As that first half rolled along, we all waited patiently for something to go wrong, for that arrogance to be Walt’s ultimate undoing. What we got was, well, nothing. It seemed Walt really was as good at running a criminal empire as he though he’d be. Lydia’s offer to make Walt the foremost methamphetamine supplier of the Czech Republic makes him a boatload of cash and allows him to put aside his plan to use ricin to poison her. He engineers a prison massacre, as the ten people with enough knowledge to put him behind bars are killed within two minutes. Walt even pays Jesse the $5 million he owes and stays a while to reminisce.

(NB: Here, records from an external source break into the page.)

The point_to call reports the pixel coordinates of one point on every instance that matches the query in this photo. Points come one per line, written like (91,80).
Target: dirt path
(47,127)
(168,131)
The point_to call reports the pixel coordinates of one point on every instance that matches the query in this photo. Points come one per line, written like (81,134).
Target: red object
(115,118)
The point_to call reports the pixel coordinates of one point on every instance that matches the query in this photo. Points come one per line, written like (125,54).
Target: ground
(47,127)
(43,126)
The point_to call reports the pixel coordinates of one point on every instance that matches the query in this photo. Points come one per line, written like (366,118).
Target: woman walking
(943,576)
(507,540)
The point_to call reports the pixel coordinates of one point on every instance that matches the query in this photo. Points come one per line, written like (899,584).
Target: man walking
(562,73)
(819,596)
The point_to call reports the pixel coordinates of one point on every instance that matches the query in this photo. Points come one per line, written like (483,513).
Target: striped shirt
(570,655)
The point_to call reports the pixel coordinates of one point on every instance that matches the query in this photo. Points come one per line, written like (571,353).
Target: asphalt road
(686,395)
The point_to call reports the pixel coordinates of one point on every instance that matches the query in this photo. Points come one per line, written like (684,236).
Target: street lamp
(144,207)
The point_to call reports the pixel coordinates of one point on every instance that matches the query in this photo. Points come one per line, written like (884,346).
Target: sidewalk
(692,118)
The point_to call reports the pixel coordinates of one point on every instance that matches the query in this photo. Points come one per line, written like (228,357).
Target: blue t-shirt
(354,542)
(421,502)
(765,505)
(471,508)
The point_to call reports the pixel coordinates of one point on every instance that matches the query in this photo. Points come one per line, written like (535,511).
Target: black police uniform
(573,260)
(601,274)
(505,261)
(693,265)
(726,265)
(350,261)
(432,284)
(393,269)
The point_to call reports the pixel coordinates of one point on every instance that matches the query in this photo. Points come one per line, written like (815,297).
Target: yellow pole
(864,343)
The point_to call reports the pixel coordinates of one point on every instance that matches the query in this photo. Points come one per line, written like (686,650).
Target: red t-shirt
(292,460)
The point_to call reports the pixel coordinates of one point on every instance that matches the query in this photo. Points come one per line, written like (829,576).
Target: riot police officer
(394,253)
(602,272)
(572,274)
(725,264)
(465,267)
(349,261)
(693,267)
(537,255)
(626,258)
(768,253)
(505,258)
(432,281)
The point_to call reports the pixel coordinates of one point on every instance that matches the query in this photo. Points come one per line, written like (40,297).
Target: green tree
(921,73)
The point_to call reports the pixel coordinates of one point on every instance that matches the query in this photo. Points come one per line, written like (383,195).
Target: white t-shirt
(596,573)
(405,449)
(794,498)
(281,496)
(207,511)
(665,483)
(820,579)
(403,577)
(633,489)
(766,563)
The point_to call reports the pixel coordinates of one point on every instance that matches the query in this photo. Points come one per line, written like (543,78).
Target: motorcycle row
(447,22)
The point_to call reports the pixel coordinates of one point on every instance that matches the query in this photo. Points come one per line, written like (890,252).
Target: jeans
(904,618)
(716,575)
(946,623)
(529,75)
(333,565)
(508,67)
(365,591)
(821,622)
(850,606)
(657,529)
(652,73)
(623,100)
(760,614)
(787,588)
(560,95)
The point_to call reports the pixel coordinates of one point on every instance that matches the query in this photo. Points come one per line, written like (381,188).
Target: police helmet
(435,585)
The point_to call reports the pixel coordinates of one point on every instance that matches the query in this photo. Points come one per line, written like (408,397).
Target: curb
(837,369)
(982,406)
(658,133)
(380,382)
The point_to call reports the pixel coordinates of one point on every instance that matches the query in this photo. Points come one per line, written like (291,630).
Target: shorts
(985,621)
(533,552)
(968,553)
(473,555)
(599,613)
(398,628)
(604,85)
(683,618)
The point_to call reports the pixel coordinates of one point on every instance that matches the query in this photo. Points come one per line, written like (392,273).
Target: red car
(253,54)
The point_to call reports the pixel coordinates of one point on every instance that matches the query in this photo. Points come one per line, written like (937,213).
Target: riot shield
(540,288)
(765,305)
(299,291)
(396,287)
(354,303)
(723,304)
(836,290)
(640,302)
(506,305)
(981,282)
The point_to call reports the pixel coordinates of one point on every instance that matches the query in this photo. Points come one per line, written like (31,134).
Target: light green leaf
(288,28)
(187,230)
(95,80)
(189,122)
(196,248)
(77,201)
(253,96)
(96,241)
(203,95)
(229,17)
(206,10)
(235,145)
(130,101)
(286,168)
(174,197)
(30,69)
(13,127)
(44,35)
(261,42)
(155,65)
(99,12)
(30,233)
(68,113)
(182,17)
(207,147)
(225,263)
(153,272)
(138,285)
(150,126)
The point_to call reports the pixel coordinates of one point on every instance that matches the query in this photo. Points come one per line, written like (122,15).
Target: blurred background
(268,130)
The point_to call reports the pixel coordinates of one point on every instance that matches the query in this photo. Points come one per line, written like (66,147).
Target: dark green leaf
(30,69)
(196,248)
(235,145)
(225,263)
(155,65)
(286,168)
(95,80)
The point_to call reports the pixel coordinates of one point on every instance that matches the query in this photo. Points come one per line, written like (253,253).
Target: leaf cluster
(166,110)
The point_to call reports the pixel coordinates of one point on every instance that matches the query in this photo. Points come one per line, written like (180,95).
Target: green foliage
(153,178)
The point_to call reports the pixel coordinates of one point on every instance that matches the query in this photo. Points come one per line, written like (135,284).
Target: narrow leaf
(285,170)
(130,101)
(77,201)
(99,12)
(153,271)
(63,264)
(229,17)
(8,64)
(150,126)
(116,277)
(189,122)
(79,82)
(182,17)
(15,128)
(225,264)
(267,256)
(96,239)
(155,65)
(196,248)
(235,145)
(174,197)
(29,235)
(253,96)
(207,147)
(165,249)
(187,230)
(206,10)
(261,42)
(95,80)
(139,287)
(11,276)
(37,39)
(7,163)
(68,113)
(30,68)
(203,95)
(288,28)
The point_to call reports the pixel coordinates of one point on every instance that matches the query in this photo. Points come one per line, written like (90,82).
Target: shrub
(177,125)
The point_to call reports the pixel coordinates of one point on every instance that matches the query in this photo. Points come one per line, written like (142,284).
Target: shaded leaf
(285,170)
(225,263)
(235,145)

Jesse is surprised as we are to find nothing but cash in the duffel bags left outside his door. A discovery which causes him to toss his gun and fall back against a wall, almost in tears. All the stars align and everything is right in the universe. Walt’s going to get out , arrogance in tow.

But he doesn’t. He can’t. As the Whites and the Schraders sat around the table in the backyard, we still knew that something was going to happen. It had to. The fucked-up mind this show has given me had me searching everywhere, would Walt Jr. slip and knock the baby in the pool? Was there poison in that sunscreen that Walt had forgotten about?

Nope. In the end, it wasn’t anything like the first half’s enormous displays of hubris that were Walt’s undoing. Instead, it was another, smaller event that occurred in the third episode of this season: As Walt unpacked his things after moving back into the house, he finds a Walt Whitman book, his lips curl into the tiniest of smiles, and he places it on his bedside table. After all that’s occurred, everything Walt’s done over the past four and a half seasons, it was this casual act that will lead to his downfall. As of yet, it seems the biggest tragedy of Walter White’s life has not been “flying to close to the sun and getting his throat cut,” but returning to Earth and realizing that he was his own loose end, that he couldn’t stick the comfortable landing he’d worked so hard to create, and that the lower you are, the harder you fall.

So that’s it, another ten months without “Breaking Bad” are before us. Since you’ve got all that time to spare, you might want to go back and watch the first four and a half seasons before returning to this last episode. “Gliding Over All” contained so much imagery and so many parallels that I couldn’t begin to list them here (let alone launder them). I also recommend checking out FX’s “Sons of Anarchy” (the first three seasons are on Netflix Instant if you need to catch up). Check back here on September 12, the day after the show’s fifth season premier, and you’ll find a post just like this one discussing it. “Sons” is no “Breaking Bad,” that much is certain, but it’ll help kill the time.